Diagnosi energetica volontaria vs obbligatoria: cosa occorre sapere e i benefici da cogliere

Diagnosi energetica volontaria… si può fare? La risposta è sì. Non si tratta infatti soltanto di un vincolo di legge per le aziende più grandi e per le imprese energivore, ma un’opportunità di fare efficienza per tutte le Pmi del panorama italiano.

Se l’efficienza energetica è ancora una miniera parzialmente inesplorata, la diagnosi energetica può essere il primo, importante passo per far luce su questo potenziale e conseguire diversi benefici. Per le imprese, di qualsiasi dimensione, ottimizzare la gestione energetica è cruciale innanzitutto per tagliare bollette spesso pesanti: ARERA – Autorità di regolazione per Energia, Reti e Ambiente quest’estate nel rapporto annuale ha rilevato come nel 2019 è tornato a crescere il divario con i prezzi medi dell’Eurozona, con i clienti industriali che nel 2019 continuano a pagare prezzi più alti della media dell’Area Euro, per tutte le classi, preceduti in peggio solo da Germania e Regno Unito.

Diagnosi energetica volontaria: obiettivi UE e necessità aziendali

Alla necessità di tagliare i costi c’è l’urgenza di cominciare a elevare il tasso di efficientamento energetico del comparto industriale: grandi, piccole e medie imprese devono contribuire a centrare gli obiettivi posti dalla Commissione europea anche in termini di riduzione delle emissioni di gas serra. Il traguardo atteso è di almeno il 55% entro il 2030 rispetto ai livelli del 1990. Per riuscire in questo dovrà quindi aumentare l’efficienza energetica: l’obiettivo dovrebbe essere alzato a circa il 36-37% rispetto al 32,5% dell’attuale normativa.
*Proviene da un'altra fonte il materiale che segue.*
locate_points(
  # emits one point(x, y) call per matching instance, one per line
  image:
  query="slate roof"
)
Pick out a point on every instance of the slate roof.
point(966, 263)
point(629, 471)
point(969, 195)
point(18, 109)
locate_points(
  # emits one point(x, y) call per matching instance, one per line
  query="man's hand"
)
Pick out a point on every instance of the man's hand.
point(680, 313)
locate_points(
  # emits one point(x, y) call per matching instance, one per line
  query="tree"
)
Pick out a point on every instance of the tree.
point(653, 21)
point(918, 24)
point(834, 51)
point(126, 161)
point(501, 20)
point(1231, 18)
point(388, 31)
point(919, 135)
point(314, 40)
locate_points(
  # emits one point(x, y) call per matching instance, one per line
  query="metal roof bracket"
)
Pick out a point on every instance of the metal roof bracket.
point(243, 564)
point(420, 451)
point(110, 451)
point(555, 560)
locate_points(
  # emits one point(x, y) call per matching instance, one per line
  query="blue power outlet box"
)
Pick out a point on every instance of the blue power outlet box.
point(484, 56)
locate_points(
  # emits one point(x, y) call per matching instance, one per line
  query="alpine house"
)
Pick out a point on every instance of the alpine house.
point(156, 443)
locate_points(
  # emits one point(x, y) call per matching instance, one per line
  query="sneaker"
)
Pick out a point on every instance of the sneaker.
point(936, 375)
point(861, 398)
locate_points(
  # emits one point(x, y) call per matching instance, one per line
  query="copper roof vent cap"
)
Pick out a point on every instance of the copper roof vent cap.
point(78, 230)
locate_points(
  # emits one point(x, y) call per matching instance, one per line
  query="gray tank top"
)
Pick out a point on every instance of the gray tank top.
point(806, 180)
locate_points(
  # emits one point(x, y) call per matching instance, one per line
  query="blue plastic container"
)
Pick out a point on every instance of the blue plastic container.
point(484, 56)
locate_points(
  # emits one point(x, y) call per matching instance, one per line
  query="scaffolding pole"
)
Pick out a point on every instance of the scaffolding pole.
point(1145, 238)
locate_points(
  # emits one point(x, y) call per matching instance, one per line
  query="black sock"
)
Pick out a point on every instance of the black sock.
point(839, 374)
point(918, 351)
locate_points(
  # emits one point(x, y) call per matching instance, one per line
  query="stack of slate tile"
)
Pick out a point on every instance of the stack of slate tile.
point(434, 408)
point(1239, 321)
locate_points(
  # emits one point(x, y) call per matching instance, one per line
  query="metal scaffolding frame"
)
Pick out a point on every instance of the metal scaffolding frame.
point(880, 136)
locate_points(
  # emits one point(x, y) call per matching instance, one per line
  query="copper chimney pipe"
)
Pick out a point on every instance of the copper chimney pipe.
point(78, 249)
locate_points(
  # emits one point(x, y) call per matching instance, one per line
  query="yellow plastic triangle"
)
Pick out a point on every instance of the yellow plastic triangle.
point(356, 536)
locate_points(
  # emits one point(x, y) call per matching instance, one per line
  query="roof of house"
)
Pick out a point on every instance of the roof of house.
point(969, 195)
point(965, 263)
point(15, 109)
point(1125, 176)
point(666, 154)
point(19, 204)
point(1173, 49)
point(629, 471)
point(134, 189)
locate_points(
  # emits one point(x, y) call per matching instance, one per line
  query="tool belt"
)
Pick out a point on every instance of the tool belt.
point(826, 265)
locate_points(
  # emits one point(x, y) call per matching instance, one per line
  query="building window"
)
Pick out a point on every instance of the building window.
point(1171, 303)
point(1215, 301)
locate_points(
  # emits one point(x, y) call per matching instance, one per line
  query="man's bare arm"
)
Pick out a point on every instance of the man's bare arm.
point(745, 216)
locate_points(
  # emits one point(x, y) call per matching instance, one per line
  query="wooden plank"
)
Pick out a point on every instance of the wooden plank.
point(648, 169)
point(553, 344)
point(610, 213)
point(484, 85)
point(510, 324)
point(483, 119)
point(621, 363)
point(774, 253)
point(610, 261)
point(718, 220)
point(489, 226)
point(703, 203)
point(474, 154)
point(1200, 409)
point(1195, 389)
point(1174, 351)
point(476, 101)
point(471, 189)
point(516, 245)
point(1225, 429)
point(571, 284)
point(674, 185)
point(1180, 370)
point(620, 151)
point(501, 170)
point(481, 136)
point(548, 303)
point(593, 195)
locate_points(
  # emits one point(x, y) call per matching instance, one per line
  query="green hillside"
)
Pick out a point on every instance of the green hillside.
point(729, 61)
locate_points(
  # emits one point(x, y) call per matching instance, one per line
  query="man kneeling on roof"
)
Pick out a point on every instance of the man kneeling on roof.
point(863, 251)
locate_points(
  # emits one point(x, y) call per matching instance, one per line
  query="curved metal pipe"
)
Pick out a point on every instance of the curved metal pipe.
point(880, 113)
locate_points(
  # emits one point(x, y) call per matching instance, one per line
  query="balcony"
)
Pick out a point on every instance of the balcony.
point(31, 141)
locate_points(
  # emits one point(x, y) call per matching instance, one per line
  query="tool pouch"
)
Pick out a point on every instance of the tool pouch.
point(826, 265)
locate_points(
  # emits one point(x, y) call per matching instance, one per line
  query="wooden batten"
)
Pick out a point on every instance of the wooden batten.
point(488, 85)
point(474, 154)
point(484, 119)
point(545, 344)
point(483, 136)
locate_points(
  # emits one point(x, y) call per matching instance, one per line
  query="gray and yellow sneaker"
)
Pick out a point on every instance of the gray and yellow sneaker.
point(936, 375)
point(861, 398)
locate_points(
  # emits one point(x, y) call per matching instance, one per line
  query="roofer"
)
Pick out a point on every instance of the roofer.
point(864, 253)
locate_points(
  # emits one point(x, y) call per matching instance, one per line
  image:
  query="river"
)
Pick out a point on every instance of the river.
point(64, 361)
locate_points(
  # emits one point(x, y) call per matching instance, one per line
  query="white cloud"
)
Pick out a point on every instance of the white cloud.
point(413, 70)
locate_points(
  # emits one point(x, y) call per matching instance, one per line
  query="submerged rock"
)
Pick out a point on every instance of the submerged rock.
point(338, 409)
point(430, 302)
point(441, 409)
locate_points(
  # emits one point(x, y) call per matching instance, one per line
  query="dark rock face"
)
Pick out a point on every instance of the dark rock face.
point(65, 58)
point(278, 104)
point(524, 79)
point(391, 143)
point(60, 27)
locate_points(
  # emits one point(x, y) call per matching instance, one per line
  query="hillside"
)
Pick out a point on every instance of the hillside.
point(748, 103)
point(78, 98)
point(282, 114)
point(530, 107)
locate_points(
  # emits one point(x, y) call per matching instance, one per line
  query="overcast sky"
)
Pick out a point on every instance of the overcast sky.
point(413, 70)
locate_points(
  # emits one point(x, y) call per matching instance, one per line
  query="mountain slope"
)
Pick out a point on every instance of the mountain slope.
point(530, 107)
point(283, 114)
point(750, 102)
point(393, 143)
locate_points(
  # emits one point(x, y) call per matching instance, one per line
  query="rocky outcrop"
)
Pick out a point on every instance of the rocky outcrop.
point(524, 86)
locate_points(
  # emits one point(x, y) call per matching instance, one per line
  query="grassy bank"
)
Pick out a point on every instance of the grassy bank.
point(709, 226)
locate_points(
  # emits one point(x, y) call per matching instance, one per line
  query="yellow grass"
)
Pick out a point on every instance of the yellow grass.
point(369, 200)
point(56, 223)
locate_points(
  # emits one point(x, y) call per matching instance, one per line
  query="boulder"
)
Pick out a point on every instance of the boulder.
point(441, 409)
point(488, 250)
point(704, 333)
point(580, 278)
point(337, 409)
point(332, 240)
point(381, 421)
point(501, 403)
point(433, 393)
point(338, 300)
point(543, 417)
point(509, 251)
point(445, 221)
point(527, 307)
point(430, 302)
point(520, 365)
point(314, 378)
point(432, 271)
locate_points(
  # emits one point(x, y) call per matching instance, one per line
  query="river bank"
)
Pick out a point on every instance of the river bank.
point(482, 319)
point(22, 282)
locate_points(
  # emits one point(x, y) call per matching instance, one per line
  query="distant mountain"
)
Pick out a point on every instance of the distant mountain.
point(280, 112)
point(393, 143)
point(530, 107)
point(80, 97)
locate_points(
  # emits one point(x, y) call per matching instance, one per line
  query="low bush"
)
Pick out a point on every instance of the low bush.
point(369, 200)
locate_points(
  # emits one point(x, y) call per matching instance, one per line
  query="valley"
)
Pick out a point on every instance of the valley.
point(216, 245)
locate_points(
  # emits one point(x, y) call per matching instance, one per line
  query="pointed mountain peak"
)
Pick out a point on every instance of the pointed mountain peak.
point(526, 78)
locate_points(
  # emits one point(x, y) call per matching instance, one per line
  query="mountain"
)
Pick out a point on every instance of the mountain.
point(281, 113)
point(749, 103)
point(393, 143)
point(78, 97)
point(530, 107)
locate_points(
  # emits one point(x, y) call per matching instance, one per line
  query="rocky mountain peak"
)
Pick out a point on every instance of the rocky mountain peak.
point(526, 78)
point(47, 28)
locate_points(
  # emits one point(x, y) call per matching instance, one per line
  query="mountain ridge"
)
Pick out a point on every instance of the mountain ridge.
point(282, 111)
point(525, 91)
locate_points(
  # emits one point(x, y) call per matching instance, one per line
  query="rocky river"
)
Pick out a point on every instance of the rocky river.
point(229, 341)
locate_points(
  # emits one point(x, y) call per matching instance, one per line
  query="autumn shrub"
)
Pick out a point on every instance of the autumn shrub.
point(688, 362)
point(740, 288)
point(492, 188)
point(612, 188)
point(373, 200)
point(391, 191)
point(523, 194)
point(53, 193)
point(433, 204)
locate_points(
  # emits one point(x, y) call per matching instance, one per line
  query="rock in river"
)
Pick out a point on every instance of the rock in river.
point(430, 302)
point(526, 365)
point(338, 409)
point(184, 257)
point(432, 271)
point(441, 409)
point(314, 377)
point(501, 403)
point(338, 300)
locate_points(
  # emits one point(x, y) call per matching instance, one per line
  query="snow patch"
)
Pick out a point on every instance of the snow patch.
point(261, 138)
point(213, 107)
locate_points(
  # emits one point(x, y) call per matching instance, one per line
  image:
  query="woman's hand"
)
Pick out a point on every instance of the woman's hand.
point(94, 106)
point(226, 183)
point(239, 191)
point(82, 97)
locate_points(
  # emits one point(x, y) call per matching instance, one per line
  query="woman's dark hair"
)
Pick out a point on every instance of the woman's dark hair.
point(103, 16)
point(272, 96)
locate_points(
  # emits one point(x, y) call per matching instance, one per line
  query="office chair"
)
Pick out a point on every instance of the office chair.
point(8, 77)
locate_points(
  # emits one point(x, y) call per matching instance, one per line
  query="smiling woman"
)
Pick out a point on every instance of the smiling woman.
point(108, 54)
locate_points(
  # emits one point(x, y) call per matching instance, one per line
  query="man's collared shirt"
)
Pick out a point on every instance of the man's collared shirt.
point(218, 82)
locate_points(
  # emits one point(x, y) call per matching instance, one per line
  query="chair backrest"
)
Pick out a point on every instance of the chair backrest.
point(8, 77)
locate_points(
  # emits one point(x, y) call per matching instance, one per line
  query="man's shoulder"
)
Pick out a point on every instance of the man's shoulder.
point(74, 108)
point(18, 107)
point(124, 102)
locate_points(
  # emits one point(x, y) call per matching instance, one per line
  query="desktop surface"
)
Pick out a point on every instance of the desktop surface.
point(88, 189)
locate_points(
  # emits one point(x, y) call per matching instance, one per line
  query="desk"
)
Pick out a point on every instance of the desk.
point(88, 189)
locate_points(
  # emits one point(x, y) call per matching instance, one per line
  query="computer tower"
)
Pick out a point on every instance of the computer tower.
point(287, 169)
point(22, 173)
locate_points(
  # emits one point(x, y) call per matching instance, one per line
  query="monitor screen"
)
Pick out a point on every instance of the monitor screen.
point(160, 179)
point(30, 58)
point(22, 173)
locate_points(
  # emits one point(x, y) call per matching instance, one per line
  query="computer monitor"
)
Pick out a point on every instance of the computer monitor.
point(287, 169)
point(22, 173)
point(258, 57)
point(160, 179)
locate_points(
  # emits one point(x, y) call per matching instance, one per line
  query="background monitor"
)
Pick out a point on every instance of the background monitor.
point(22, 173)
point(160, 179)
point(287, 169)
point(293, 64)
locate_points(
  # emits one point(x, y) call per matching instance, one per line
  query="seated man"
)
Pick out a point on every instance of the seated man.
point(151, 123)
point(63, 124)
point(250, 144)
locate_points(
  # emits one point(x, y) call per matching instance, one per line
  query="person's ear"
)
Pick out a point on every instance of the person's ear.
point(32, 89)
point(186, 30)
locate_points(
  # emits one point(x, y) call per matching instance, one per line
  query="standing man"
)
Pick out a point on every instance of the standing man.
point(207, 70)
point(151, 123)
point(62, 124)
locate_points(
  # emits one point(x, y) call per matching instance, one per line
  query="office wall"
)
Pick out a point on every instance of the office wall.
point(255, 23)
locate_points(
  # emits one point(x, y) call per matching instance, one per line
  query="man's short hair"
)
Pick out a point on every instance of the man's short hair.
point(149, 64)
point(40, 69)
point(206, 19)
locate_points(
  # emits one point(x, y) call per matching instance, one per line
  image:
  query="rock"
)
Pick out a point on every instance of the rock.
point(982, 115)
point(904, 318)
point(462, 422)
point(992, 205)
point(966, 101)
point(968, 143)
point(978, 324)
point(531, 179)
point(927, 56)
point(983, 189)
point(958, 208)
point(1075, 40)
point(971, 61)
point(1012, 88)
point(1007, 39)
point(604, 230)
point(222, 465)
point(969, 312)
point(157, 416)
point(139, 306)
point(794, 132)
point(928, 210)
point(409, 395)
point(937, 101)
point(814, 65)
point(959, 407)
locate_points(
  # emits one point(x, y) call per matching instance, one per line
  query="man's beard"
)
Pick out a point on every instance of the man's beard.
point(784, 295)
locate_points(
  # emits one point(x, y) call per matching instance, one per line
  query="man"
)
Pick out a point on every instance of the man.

Con una diagnosi energetica (anche su base volontaria) e con la conseguente applicazione d’interventi di efficientamento specifici è possibile ridurre i propri consumi energetici attraverso un aumento dell’efficienza energetica dell’impresa, l’incidenza della spesa energetica sul proprio fatturato e le emissioni di CO2 e gas serra.

Ma come si devono muovere le aziende? Quali aspetti devono considerare, i benefici, gli incentivi e quali le difficoltà? Vediamo di fornire qualche risposta.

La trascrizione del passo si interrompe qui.